Mais c’est la thématique de la destruction et la reconstruction qui a le plus inspiré les élèves. Une jeune fille voit dans le tableau de Nick Devereux un visage. Elle a donc déconstruit les différentes strates d’un visage de profil et d’une main qui fait « chuuut ». Frontalement la sculpture a l’air abstraite. C’est dans un angle précis, collé contre le mur, que le visiteur découvre la silhouette du personnage.

Mélanie Bronsard, Silence, 2019 © Chloé Andrianarisoa - Marie de Paris

Mélanie Bronsard, Silence, 2019 © Chloé Andrianarisoa – Marie de Paris

 

Un autre visage se dessine en 3D dans l’exposition. L’élève qui en est à l’origine a voulu travailler sur les moments de suspend, les blancs dans une conversation qu’on s’empresse de détruire, l’inspiration avant l’action qui nous extrait de nous-même. Elle a donc réalisé cette mue du corps qui inspire avant d’agir, vestige d’un instant détruit.

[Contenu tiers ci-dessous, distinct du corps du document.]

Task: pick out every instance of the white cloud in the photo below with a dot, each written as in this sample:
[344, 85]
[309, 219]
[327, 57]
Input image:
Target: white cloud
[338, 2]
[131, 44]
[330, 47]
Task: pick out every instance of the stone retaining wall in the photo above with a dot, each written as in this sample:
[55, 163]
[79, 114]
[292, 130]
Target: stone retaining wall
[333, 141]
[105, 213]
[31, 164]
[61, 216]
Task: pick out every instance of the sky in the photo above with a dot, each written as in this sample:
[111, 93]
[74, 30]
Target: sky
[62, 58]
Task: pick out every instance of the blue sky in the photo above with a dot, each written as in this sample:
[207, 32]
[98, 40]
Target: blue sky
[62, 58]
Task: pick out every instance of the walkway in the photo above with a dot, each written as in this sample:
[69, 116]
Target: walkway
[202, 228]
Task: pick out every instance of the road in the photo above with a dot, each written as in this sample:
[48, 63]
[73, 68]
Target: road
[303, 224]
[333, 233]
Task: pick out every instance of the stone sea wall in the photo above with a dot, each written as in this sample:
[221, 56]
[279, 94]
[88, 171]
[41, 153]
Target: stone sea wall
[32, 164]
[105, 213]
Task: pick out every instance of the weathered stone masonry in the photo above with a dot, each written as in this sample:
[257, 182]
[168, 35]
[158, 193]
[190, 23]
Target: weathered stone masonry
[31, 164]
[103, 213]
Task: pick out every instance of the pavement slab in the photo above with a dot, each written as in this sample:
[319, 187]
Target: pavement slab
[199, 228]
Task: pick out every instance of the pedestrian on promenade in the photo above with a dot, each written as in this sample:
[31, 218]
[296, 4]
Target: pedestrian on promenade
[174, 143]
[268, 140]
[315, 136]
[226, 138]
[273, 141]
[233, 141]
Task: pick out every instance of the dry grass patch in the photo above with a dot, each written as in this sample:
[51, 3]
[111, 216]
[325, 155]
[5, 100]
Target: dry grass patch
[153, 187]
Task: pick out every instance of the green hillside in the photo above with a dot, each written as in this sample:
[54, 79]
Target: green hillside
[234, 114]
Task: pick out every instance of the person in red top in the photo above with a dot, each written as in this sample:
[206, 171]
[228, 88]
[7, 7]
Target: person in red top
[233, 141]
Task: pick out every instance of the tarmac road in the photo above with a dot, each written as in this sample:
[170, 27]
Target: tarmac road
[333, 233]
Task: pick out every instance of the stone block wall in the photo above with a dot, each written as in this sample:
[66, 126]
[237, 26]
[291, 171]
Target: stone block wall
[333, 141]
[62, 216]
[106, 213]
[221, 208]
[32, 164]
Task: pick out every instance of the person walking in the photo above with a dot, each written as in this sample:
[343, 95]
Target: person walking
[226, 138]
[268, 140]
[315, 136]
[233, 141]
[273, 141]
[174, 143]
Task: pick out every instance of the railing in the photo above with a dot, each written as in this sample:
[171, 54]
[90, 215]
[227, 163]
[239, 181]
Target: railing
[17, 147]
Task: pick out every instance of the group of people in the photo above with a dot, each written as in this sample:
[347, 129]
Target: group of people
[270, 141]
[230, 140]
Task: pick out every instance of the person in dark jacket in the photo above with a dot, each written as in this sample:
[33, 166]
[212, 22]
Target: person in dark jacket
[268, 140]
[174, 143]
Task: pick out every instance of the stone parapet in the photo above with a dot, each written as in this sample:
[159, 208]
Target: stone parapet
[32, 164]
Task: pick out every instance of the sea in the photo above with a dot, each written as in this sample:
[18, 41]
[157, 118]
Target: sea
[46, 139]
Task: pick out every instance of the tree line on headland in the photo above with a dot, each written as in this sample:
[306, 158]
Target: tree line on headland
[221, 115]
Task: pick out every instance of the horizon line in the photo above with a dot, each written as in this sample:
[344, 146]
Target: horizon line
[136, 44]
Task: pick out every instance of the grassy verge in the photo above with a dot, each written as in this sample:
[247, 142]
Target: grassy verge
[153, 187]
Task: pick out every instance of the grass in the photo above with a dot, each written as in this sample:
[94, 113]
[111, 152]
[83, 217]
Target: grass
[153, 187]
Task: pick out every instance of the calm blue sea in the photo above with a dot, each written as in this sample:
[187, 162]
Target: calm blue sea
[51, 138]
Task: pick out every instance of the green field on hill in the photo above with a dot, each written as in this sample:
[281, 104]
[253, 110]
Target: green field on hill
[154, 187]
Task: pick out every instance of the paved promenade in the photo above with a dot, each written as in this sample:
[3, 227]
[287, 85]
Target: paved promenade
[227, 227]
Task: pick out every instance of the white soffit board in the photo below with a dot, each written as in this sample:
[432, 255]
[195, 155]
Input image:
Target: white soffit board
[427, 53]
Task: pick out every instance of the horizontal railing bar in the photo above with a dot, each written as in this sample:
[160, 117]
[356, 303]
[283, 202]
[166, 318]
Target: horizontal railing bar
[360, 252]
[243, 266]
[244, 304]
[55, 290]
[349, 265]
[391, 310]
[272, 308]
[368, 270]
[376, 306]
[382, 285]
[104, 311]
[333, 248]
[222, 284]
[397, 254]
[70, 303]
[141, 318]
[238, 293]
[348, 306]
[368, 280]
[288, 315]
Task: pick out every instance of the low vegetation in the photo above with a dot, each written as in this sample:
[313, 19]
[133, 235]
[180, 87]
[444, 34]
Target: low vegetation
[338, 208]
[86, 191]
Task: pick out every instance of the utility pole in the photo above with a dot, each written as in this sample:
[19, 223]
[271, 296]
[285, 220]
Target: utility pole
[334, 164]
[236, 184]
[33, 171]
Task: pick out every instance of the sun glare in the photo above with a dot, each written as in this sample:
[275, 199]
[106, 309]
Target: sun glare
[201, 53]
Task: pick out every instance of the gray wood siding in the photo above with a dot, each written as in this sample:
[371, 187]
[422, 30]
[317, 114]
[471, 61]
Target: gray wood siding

Yasmine Mostefa-Kara, (...), 2019

Yasmine Mostefa-Kara, (…), 2019 © Chloé Andrianarisoa – Marie de Paris

 

Dans la cage d’escalier, on découvre le travail photographique d’une élève qui a fait le parallèle entre les formes représentées par l’œuvre et celles que peuvent adopter le corps. Elle a photographié une contorsionniste qui a reproduit certains angles de la structure peinte par Nick Devereux. Saurez-vous retrouver quelle position du corps représente quelle forme du tableau ?

Jeanne Bouchet et June Maitre (contorsionniste), Des Mouvements de l'Architecture à ceux du Corps, 2019

Jeanne Bouchet et June Maitre (contorsionniste), Des Mouvements de l’Architecture à ceux du Corps, 2019 © Chloé Andrianarisoa – Marie de Paris

 

À l’étage, une élève réfléchit à la mémoire, et aux œuvres détruites. Elle a reproduit à l’aide d’un collage de photos d’archives l’arène de Lutèce qui se trouve à Censier – Daubenton, non loin du lycée. Cette architecture subsiste à travers ses ruines. À l’aide d’un photomontage, l’élève a souhaité réactiver le souvenir de ce lieu en superposant des images du lieu aujourd’hui, d’autres vestiges et des maquettes.

Anissa Medjebeur, RECONSTITUTION, 2019

Anissa Medjebeur, RECONSTITUTION, 2019 © Chloé Andrianarisoa – Marie de Paris

 

Enfin, inspiré de l’architecture déconstructioniste, un élève s’est filmé en dessinant un bâtiment, et a présenté ce film à l’envers, de sorte que le dessin semble disparaître sous ses traits de feutre. Ce tracé entre en étrange résonnance avec les vitraux de l’école qui surplombent la vidéo et les bruits et les paroles inversées deviennent mystérieux.